Population aging is considered one of the most significant demographic trends around the world and has caused a rise in the prevalence of age-related cognitive impairment and dementia. An understanding of the neurobiology of cognitive aging has therefore become increasingly crucial. Functional magnetic resonance imaging (fMRI) is a powerful, non-invasive neuroimaging tool that has critically advanced our understanding of how aging impacts cognition. Blood-oxygenation-level-dependent (BOLD) imaging is one method used in fMRI for measuring changes in neural activity during rest or tasks that are correlated with brain function. However, the measured BOLD signal is often limited by a weak signal and confounded by various subject-dependent sources of artifact and noise that tend to be significantly greater among older age cohorts than younger age cohorts, particularly head motion and physiological processes such as respiration and cardiac pulsation.
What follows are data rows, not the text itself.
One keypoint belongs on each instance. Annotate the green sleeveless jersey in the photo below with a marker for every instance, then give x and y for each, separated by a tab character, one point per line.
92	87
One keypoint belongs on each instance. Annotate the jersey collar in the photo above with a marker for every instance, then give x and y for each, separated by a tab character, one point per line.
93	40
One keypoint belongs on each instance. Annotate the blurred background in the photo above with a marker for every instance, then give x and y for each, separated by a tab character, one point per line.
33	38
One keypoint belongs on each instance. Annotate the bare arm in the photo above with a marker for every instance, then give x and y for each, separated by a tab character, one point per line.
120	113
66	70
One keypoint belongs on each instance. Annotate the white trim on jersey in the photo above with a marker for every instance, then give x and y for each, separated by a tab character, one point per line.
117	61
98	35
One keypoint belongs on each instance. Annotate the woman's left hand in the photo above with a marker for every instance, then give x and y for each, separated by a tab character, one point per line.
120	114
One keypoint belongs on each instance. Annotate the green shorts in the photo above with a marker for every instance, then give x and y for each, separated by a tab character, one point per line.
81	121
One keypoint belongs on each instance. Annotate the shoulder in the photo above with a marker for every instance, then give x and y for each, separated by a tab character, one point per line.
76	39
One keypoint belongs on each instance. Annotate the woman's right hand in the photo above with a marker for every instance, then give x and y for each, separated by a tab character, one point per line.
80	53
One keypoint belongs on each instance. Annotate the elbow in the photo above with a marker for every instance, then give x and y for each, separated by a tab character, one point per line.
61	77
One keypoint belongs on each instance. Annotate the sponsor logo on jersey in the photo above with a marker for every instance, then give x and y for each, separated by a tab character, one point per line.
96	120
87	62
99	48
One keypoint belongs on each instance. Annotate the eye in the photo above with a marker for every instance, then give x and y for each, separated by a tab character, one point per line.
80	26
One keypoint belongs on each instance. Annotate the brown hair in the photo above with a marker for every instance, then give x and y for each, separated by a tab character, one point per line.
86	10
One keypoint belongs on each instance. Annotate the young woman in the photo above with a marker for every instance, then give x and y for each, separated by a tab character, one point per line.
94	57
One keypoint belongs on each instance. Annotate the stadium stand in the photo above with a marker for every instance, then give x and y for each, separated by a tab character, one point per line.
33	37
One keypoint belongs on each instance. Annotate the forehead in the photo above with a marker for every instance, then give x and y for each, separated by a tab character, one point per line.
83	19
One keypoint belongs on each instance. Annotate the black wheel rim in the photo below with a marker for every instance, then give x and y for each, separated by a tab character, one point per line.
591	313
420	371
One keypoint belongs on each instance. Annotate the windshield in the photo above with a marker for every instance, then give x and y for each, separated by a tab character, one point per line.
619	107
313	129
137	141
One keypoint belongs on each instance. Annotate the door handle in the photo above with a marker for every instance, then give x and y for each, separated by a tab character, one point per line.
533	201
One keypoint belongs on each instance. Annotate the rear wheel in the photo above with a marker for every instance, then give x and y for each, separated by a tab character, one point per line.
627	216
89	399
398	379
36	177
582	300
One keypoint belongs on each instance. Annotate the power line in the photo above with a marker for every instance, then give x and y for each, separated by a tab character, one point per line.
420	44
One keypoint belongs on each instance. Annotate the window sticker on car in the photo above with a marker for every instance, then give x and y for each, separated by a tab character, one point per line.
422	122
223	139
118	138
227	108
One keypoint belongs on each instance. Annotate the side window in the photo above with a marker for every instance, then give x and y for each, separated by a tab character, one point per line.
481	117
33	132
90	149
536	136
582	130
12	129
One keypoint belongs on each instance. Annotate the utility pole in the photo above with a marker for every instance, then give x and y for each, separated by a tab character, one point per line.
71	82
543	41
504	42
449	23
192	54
These issues have led to the development of numerous different preprocessing steps (i.e., fMRI “pipeline”) that are designed to identify and reduce the effects of noise and artifacts of fMRI data prior to their analysis. However, choosing the optimal sequence of preprocessing steps continues to be a significant challenge, as they are rarely quantitatively validated in the neuroimaging literature due to the complex interactions between preprocessing algorithms. Too conservative of an approach reduces statistical power, while too flexible of an approach increases the likelihood of biased results.
In this literature review, we explore the different pipeline methodologies implemented in previous fMRI studies of cognition in older adults and identify reliable methods of fMRI preprocessing.